Today we looked at comparing search engines and figuring out the validity of websites and their information. The search engine comparison was an interesting project--I haven't used anything but Google since HotBot was a big thing. I found that Altavista/Yahoo, Bing, and Ask all have the first few results the same (in different order), but start varying widely after that. Also notable is the question of news and image searches, which are possible on Bing and Ask, but not Altavista (though news results did appear at the bottom of the first Altavista page). I also noted that Ask focused differently: the first result for "presidential election" was the 2008 election, not 2012, and it was the only search engine to list information on other countries' presidential elections on the front page. I also noted that Ask seems to still be a "safe" site, as looking up "Santorum" on Google, Altavista, and Bing all had the... rather adult slang term named after the politician as their first result, while Ask focused entirely on the politician himself. In short, while I use Google for most things, I may now try other sites if I'm unable to find what I'm looking for on Google.

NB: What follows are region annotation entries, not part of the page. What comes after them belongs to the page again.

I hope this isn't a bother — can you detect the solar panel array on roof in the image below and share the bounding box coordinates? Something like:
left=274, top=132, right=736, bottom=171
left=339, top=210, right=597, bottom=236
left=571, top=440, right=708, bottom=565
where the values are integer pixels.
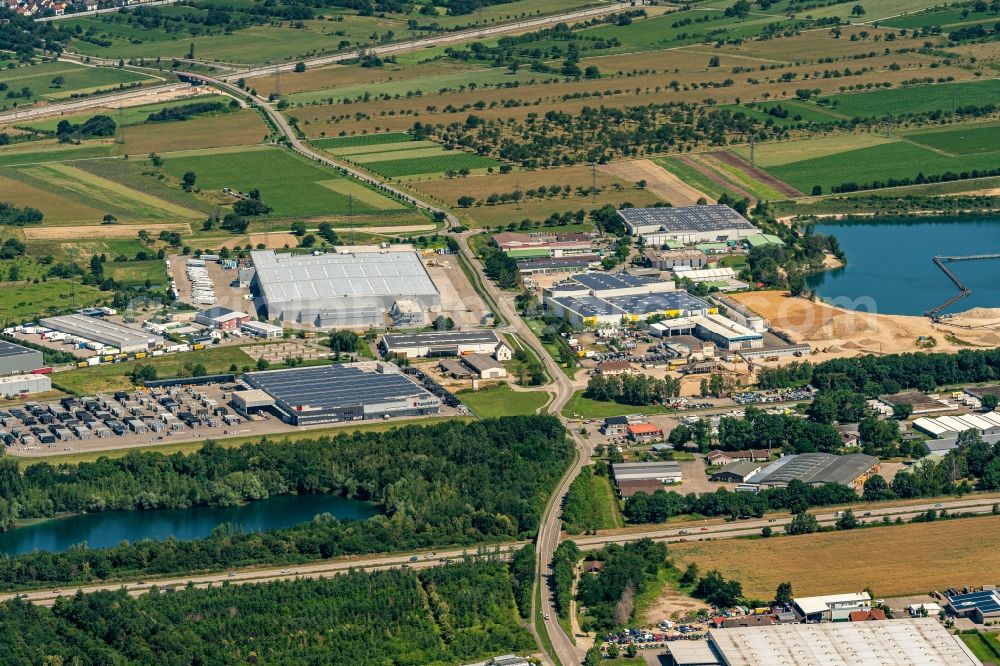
left=251, top=250, right=441, bottom=326
left=618, top=204, right=756, bottom=233
left=552, top=296, right=625, bottom=317
left=243, top=363, right=441, bottom=425
left=605, top=290, right=712, bottom=315
left=572, top=273, right=661, bottom=291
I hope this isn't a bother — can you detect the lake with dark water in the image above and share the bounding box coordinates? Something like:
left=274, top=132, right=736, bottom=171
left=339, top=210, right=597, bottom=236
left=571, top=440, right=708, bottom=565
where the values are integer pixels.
left=0, top=495, right=379, bottom=555
left=806, top=217, right=1000, bottom=315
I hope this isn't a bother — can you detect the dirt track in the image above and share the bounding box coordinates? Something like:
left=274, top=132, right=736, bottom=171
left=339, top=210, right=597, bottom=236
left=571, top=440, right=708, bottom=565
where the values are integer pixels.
left=600, top=160, right=713, bottom=206
left=712, top=150, right=805, bottom=197
left=677, top=155, right=757, bottom=200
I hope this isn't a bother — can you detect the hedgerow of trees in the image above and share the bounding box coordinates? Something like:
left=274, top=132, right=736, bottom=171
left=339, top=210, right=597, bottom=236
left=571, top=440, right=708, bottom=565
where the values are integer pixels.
left=0, top=416, right=571, bottom=588
left=0, top=561, right=534, bottom=666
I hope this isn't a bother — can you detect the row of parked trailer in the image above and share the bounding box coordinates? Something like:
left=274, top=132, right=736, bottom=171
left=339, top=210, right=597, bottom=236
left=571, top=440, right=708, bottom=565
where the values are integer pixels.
left=0, top=389, right=241, bottom=447
left=184, top=257, right=215, bottom=305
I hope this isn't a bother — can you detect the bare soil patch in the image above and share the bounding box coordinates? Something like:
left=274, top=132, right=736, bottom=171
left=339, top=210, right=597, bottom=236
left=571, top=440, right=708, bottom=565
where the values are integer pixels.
left=670, top=516, right=1000, bottom=599
left=733, top=291, right=998, bottom=360
left=600, top=160, right=710, bottom=206
left=712, top=150, right=804, bottom=197
left=677, top=155, right=757, bottom=201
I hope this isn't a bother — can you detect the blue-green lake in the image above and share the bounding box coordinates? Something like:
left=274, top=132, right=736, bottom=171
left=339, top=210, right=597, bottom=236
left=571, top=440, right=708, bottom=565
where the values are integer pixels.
left=0, top=495, right=379, bottom=555
left=806, top=217, right=1000, bottom=315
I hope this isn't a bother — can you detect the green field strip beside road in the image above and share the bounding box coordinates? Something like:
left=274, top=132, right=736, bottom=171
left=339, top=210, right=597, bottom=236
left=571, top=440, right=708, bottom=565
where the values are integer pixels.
left=0, top=144, right=112, bottom=167
left=367, top=149, right=500, bottom=178
left=820, top=79, right=1000, bottom=120
left=309, top=132, right=413, bottom=148
left=17, top=95, right=232, bottom=132
left=324, top=140, right=441, bottom=159
left=653, top=157, right=722, bottom=199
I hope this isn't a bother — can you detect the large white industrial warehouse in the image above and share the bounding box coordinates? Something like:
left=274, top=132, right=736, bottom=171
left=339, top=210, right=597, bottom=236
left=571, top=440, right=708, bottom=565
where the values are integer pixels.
left=250, top=249, right=441, bottom=328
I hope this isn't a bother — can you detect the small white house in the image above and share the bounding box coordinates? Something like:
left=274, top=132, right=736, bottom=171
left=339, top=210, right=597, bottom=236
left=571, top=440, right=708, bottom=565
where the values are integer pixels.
left=493, top=342, right=514, bottom=363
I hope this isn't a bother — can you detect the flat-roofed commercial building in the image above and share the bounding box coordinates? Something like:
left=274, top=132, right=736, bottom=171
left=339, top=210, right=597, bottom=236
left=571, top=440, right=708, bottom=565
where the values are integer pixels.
left=708, top=618, right=982, bottom=666
left=250, top=248, right=441, bottom=328
left=0, top=340, right=45, bottom=375
left=240, top=321, right=283, bottom=339
left=379, top=330, right=501, bottom=358
left=0, top=374, right=52, bottom=397
left=618, top=204, right=758, bottom=245
left=243, top=361, right=441, bottom=425
left=194, top=306, right=250, bottom=331
left=746, top=453, right=879, bottom=488
left=695, top=314, right=764, bottom=350
left=794, top=592, right=872, bottom=622
left=38, top=314, right=164, bottom=354
left=611, top=460, right=681, bottom=483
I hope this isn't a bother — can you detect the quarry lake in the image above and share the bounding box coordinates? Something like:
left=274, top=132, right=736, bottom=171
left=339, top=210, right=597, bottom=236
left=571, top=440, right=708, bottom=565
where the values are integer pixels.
left=0, top=495, right=379, bottom=555
left=806, top=217, right=1000, bottom=315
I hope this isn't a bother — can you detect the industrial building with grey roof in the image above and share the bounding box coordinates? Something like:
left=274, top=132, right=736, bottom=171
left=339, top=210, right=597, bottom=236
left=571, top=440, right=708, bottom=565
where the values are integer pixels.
left=618, top=204, right=757, bottom=245
left=250, top=250, right=441, bottom=328
left=381, top=329, right=508, bottom=358
left=746, top=453, right=879, bottom=488
left=0, top=340, right=45, bottom=375
left=242, top=361, right=441, bottom=425
left=38, top=314, right=164, bottom=354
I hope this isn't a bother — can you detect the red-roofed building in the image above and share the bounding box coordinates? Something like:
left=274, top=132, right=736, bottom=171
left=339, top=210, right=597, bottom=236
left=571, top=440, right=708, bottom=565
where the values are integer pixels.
left=627, top=423, right=663, bottom=442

Looking at hoax sites, I think the most important piece to discern the truth is verification by outside sources. Find what sources a website cites. Check out what other sites say about this site, about its facts, about its author. Perform some critical thinking, or you may end up trapped by a purely fake site like Malepregnancy.com or, even more dangerously, a place written genuinely but with dangerously slanted information like martinlutherking.org. It was an interesting project, even though the site I was assigned was absurdly easy to discern as a "fake"--especially given that its purported subject, Ruritania, is a very famous fictional country, and that it labels the site as a "simulation" right at the top of the homepage.
Our work with the CPS(?) "clicker" system was interesting--it's nothing I've ever worked with, but it seems like it would be a useful system. I am most interested in using it to check understanding, asking children "did everyone understand?" and allowing a student to show they do not understand without calling attention to themselves.